2035年度までの次の温室効果ガスの削減目標について、政府が示した目標案に対し、経済団体やNGOなどから引き上げを求める声が相次いでいる。政府は年内にも目標をとりまとめる方針だが、現在の目標案では気候変動対策を推し進めるには不十分との声はやみそうもない。
「(削減目標案が)国際的に合意を得られる数字になっていない」「企業の産業競争力にも影響する」
気候変動対策に積極的な企業がつくる団体「日本気候リーダーズ・パートナーシップ」(JCLP)の松尾雄介事務局長は3日、緊急会見を開いてこう訴えた。JCLPにはリコーや戸田建設、イオンなど約250社が加盟している。会見には超党派議連の「カーボンニュートラルを実現する会」から自民、公明、立憲、国民、維新、共産の議員も出席した。

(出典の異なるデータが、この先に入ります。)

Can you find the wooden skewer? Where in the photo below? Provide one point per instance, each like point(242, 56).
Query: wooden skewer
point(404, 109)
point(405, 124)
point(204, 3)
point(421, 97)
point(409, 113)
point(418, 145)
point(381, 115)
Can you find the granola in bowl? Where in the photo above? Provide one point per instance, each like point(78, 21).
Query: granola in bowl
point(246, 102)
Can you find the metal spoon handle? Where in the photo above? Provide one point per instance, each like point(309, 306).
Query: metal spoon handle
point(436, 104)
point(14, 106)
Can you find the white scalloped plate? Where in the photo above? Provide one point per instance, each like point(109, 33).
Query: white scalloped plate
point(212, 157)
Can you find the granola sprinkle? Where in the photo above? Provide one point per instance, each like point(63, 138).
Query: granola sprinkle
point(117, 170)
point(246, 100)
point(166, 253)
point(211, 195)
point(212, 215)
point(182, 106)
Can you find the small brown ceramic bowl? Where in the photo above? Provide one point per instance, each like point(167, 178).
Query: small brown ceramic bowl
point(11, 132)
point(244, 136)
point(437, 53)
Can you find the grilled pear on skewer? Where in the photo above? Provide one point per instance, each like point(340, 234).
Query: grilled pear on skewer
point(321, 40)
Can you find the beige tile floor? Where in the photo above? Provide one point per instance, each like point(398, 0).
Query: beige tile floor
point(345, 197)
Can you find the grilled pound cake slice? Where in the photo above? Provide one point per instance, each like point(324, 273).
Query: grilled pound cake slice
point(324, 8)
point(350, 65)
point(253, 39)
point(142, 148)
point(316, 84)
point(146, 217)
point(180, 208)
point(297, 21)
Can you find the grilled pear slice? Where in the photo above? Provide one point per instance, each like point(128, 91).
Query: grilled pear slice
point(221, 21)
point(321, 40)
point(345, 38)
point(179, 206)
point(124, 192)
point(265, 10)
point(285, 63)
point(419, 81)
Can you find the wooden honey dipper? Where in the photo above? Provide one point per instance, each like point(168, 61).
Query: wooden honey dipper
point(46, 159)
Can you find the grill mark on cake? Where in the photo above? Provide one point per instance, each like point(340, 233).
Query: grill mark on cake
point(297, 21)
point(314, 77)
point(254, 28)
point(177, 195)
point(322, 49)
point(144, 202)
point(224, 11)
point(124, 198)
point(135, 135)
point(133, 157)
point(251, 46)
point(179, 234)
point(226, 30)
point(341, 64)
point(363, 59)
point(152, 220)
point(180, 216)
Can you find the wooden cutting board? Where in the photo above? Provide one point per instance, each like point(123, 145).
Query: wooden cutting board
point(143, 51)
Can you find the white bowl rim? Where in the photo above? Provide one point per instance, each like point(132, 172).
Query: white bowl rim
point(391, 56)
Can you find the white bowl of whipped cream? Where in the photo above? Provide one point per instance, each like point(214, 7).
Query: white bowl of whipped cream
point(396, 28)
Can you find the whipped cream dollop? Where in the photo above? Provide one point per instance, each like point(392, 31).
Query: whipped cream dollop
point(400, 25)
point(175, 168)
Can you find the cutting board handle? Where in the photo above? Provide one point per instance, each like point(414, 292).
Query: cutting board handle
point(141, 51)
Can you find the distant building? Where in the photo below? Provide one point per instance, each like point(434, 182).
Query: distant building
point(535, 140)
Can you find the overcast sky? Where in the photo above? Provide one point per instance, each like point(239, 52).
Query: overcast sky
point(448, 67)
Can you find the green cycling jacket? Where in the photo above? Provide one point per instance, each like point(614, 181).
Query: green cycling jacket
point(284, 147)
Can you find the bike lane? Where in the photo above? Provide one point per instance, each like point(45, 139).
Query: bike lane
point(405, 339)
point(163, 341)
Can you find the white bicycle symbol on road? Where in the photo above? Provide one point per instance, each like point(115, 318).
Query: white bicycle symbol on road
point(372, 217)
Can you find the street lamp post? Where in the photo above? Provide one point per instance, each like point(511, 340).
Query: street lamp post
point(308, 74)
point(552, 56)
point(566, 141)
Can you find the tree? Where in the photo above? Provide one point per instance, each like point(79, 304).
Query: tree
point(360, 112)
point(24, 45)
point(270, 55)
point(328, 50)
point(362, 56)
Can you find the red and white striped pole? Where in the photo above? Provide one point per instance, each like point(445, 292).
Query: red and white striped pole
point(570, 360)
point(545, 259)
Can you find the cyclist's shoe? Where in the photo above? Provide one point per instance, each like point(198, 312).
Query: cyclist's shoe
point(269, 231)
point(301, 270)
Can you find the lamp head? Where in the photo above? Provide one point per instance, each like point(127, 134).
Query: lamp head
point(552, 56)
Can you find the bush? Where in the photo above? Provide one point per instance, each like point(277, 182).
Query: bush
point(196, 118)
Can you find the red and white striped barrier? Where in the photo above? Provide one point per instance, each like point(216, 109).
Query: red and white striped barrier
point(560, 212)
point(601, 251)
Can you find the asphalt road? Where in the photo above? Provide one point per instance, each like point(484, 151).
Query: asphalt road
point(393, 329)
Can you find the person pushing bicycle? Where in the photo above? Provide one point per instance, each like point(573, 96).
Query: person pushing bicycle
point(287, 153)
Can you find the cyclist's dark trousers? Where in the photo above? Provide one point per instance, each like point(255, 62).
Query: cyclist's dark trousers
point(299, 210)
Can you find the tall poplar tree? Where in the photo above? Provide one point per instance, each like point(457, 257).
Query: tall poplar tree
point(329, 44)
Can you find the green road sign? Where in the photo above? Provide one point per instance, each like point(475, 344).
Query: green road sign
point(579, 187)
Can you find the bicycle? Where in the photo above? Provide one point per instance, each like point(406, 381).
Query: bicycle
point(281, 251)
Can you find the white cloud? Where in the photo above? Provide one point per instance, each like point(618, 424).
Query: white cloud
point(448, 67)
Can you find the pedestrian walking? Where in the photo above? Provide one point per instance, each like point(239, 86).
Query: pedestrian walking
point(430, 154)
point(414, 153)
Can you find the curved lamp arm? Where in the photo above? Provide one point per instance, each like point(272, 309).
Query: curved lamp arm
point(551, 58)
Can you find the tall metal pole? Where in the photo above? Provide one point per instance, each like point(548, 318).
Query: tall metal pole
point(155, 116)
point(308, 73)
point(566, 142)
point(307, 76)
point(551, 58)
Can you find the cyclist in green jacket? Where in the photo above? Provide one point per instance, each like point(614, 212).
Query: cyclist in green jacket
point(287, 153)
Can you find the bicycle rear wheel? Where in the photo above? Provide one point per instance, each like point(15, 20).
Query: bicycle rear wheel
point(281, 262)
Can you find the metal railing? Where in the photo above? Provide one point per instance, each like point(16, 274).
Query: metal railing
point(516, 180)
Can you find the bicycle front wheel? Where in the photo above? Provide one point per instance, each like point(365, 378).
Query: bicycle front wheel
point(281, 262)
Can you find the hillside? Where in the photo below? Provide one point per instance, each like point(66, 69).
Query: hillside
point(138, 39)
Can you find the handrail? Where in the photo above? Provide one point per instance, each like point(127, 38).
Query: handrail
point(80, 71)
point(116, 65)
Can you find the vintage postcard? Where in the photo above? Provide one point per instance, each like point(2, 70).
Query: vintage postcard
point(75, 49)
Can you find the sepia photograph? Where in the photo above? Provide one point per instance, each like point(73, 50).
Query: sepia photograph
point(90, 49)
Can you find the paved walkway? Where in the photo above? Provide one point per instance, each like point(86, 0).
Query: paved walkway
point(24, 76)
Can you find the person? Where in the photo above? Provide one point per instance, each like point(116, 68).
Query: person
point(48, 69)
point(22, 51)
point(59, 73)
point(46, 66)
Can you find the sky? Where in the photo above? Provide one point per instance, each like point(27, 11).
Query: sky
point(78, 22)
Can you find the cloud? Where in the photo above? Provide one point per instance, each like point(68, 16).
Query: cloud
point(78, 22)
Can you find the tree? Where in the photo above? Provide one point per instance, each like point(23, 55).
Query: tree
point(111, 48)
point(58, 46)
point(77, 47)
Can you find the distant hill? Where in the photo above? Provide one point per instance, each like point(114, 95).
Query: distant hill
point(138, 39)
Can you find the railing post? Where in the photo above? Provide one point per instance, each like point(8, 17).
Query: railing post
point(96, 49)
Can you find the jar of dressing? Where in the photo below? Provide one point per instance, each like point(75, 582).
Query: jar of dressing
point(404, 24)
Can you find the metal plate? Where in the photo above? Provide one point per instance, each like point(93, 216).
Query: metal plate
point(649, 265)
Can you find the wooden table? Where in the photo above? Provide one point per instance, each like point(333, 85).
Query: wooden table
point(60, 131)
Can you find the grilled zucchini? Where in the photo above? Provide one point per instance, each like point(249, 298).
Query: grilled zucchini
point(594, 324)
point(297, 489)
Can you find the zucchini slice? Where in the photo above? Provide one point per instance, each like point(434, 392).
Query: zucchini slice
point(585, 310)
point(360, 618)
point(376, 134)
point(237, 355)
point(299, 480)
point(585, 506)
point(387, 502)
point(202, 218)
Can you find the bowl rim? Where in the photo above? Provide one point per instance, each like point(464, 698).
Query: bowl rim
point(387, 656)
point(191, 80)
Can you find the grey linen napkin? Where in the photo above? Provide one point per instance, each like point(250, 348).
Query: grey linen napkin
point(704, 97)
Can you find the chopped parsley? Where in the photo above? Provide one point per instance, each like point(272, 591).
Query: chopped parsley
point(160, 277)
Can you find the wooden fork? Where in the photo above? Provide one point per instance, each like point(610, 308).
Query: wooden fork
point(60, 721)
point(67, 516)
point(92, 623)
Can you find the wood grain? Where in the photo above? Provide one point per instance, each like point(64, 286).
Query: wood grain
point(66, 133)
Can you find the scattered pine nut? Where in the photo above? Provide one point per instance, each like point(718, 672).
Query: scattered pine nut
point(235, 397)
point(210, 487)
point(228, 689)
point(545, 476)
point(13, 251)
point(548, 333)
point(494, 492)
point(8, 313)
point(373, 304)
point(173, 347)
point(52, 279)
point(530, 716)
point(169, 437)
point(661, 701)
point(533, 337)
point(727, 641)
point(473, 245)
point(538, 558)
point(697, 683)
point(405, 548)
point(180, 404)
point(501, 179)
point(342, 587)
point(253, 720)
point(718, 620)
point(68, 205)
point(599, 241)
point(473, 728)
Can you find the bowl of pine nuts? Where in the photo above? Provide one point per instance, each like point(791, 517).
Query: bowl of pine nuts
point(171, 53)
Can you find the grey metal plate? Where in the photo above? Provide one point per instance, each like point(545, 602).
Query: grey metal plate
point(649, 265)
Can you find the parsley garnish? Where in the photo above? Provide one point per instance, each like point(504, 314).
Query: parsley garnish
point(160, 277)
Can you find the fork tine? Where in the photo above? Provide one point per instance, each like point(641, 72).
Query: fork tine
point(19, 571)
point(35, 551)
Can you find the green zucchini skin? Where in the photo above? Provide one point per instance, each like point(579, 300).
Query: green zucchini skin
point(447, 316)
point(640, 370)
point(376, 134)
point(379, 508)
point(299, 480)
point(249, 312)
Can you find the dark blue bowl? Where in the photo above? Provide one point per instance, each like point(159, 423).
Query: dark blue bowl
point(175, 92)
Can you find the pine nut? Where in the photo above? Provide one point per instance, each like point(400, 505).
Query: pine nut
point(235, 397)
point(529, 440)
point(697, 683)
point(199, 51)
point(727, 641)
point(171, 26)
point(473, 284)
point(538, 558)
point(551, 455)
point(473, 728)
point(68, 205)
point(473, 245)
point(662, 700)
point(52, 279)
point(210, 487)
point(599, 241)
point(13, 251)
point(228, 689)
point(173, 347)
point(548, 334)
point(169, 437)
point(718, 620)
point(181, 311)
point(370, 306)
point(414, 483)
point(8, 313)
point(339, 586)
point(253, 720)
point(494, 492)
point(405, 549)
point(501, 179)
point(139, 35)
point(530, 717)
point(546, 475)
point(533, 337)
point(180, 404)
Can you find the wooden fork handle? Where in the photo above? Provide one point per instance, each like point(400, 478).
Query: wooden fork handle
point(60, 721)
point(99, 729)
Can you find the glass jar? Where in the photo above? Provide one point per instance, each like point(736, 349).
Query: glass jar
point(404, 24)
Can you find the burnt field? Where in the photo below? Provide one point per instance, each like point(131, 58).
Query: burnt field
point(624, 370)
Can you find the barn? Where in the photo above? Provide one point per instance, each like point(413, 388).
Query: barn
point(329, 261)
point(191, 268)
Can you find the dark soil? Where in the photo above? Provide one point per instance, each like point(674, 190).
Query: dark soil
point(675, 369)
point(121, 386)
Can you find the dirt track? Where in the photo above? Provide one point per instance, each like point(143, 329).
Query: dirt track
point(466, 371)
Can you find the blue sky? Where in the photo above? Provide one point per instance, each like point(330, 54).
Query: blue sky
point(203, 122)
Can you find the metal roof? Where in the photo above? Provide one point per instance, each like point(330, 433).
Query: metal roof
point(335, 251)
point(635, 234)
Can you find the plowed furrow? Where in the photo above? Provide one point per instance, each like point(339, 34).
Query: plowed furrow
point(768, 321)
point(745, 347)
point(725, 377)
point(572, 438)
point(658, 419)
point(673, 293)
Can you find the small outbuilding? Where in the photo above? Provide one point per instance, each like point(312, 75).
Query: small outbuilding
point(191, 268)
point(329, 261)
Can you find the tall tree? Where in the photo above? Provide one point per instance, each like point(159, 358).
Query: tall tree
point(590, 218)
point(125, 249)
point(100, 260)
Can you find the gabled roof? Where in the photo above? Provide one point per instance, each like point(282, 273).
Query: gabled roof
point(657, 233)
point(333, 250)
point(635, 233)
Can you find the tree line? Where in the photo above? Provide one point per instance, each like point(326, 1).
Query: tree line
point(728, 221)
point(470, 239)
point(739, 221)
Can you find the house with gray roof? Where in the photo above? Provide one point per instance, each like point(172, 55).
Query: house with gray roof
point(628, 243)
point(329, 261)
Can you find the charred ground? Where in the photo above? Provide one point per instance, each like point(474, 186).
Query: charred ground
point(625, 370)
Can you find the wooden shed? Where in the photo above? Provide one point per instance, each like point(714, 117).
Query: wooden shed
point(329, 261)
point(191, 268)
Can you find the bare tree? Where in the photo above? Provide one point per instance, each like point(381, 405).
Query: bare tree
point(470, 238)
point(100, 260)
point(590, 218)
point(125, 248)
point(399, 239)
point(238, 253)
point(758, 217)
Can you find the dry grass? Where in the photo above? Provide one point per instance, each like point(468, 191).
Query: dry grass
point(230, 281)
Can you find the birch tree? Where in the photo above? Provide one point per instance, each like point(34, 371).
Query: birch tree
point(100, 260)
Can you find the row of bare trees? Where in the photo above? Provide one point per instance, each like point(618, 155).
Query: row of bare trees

緊急会見の理由は、政府の削減目標案にある。11月25日の審議会で初めて「35年度に13年度比60%削減を軸とする」との方針が示された。
気候変動対策の国際ルール「パリ協定」のもと、各国は新たな目標を25年2月までに国連に提出することになっている。現在の政府の案は、13年度から、政府が掲げる「50年排出実質ゼロ」へ直線的な経路で削減した際の通過点だ。
目標達成に「少なくとも66%減」の声
しかし、世界的に期待される水準よりも低いとの指摘が出ている。